Check Your Phone Bill For Bogus Charges From OAN

Check your phone bills for the past few months for a bogus $14.95 charge (+$.46 tax) from “OAN Ideal Savings Now.” A message on our voicemail hotline tipped us off, and online complaints, like these 188, echo our reader’s grievance. It’s called cramming, and it’s illegal.

To get the charge removed, just call up your provider and complain. They will verify it with the 3rd party who, according to this complaint on ripoffreport, will say that you signed up on X date using such and such email address. The ripoffreport complaint says that the email address they cited was one the guy hadn’t used in years.

Original Consumerist reader voicemail tip:

Part of the problem is that with 3rd party billing, “FCC rules do not allow the landline provider…to question the third-party charges from OAN or anyone else,” says Michael Sisto of the New Hampshire Public Utilities Commission – a loophole some of these 3rd party companies are only too happy to exploit. Additionally, the carriers get a cut of each third-party charge they process and pass on to the customer.

Reached for comment, a Verizon spokesperson said, “Our customers have the tools to limit – or eliminate – many levels of data services, including messaging. From full-on block to limiting with no premium SMS capabilities, to blocking all data entirely on MY VERIZON, where you see your bill.”

OAN’s parent company, BSG Clearing Solutions, has a C rating with the BBB, with 726 complaints filed against them. The majority were billing and collection issues.

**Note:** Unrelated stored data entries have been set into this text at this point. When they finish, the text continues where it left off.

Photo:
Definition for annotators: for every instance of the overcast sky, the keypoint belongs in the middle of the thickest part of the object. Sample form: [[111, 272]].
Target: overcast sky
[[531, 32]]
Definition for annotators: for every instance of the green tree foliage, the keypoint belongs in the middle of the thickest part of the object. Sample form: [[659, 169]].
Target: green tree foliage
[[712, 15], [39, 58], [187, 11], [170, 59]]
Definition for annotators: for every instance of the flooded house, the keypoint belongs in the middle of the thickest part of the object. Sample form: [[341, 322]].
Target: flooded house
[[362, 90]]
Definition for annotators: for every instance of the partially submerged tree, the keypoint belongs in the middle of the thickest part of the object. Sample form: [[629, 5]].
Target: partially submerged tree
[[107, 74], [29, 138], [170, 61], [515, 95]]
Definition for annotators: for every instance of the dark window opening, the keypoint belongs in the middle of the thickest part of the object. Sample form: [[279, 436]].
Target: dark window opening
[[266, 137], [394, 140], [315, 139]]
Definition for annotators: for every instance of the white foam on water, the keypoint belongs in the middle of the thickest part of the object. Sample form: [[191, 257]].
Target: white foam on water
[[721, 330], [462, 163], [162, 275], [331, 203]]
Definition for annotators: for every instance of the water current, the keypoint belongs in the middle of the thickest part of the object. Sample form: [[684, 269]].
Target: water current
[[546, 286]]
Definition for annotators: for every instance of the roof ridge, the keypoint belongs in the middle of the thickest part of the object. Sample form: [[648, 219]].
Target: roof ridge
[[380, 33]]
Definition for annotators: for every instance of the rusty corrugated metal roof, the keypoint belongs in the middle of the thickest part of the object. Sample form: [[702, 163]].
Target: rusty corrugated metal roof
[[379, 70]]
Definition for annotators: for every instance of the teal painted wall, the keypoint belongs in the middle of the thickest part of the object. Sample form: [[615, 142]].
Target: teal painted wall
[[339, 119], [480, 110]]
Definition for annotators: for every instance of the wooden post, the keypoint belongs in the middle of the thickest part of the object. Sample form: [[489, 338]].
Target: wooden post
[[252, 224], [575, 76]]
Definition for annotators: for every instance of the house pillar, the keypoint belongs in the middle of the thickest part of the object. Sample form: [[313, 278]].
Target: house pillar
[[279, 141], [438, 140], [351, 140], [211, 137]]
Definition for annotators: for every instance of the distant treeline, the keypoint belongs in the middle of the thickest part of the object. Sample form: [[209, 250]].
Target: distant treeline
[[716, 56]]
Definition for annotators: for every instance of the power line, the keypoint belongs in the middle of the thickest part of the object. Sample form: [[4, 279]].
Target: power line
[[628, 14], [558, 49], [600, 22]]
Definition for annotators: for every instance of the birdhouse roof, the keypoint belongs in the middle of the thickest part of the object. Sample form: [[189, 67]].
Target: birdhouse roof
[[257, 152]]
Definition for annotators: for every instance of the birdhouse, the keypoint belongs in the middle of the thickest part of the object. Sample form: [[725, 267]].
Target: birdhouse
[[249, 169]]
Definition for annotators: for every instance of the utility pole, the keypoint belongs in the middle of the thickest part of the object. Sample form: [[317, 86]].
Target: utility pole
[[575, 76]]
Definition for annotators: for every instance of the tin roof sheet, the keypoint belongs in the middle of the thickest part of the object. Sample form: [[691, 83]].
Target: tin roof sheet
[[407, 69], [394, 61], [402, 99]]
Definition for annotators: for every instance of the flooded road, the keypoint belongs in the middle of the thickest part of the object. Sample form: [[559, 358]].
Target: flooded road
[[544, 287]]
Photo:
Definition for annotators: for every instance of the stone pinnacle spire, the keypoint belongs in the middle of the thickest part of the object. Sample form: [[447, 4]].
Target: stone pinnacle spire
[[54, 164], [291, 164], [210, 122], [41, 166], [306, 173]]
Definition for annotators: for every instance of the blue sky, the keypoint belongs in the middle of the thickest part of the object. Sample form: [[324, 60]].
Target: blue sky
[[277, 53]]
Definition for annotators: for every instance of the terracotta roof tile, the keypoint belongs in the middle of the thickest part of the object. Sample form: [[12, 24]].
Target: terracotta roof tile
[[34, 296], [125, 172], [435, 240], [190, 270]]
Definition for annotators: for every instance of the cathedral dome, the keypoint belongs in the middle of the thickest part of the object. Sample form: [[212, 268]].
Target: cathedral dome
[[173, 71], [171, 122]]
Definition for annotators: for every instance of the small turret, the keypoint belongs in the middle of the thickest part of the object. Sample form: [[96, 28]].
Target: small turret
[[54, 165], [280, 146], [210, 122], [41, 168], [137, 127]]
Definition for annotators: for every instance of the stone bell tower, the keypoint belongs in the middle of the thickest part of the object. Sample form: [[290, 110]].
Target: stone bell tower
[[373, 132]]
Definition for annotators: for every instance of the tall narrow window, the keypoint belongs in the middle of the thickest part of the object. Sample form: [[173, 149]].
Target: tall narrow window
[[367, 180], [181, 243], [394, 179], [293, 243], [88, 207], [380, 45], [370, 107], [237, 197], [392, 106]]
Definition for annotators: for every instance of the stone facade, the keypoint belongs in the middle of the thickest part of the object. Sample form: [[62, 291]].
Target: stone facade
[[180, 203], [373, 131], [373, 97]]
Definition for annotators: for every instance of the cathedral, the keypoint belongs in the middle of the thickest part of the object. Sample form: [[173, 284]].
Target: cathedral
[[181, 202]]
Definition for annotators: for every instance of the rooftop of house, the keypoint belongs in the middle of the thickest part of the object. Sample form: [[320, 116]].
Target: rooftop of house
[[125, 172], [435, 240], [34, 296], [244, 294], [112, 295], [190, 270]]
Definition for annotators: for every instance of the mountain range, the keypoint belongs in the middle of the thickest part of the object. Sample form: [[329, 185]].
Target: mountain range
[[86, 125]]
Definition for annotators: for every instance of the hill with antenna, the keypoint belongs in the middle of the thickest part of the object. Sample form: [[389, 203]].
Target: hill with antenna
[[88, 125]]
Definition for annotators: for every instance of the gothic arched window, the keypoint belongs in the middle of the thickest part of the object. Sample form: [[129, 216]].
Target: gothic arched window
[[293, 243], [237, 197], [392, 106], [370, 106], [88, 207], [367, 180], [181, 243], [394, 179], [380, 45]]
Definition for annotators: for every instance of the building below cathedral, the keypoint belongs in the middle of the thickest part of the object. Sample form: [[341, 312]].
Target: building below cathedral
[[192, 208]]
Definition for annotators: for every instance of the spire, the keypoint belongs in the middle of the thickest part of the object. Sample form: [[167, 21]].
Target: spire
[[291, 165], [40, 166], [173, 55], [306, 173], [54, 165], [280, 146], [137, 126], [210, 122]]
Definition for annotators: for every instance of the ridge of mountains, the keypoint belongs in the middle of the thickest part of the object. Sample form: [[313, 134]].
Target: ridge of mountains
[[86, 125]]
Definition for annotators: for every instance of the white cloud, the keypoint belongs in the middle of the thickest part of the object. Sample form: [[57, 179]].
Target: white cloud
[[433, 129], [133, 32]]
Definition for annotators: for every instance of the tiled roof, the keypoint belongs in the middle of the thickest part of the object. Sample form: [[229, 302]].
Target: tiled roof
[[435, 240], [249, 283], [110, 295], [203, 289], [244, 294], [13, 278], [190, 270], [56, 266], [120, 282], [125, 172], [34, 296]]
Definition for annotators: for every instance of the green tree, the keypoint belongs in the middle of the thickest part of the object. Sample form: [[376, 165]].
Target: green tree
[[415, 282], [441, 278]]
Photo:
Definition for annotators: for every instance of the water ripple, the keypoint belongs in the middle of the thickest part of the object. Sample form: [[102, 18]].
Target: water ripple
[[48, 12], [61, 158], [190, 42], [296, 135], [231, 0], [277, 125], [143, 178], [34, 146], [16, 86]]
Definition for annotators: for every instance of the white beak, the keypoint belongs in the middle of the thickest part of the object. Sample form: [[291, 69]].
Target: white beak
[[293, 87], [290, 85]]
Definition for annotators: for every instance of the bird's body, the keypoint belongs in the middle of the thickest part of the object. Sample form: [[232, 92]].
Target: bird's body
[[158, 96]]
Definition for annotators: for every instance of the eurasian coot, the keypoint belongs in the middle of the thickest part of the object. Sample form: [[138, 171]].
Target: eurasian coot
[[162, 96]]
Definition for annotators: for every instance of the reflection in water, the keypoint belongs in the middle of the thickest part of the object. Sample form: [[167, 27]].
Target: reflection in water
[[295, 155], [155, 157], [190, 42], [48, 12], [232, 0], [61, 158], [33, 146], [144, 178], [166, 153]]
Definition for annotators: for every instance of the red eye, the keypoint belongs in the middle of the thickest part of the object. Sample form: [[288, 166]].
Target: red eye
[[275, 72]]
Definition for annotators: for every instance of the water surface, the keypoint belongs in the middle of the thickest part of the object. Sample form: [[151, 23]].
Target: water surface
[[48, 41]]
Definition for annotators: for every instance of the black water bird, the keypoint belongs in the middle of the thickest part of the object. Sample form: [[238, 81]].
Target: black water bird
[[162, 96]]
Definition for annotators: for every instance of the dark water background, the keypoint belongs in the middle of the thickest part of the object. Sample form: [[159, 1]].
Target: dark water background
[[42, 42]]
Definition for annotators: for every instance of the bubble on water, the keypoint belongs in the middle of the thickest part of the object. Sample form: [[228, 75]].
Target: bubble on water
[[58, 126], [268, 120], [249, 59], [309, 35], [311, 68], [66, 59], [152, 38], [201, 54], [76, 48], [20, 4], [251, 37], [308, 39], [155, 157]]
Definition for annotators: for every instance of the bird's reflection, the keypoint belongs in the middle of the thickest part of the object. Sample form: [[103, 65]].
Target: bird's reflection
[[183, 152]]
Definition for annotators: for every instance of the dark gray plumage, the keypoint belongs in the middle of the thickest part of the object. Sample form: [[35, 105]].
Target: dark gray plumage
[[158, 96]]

Reached for comment, a BSG spokesperson said they were merely a billing agent for 3rd party phone service providers and they maintained strict standards for accepting clients. They hypothesized that the consumer “doesn’t recognize the charge because it is being billed through ESBI; a spouse made a charge without notifying their partner, or the consumer simply forgot.”

In the event of a dispute, the company recommendeds contacting the service provider, requesting a refund from their phone company, having a block against 3rd party charges put on their account, or requesting a block and refund via BSG.

“BSG has done more to prevent fraud in the third-party billing industry than any other company,” they said.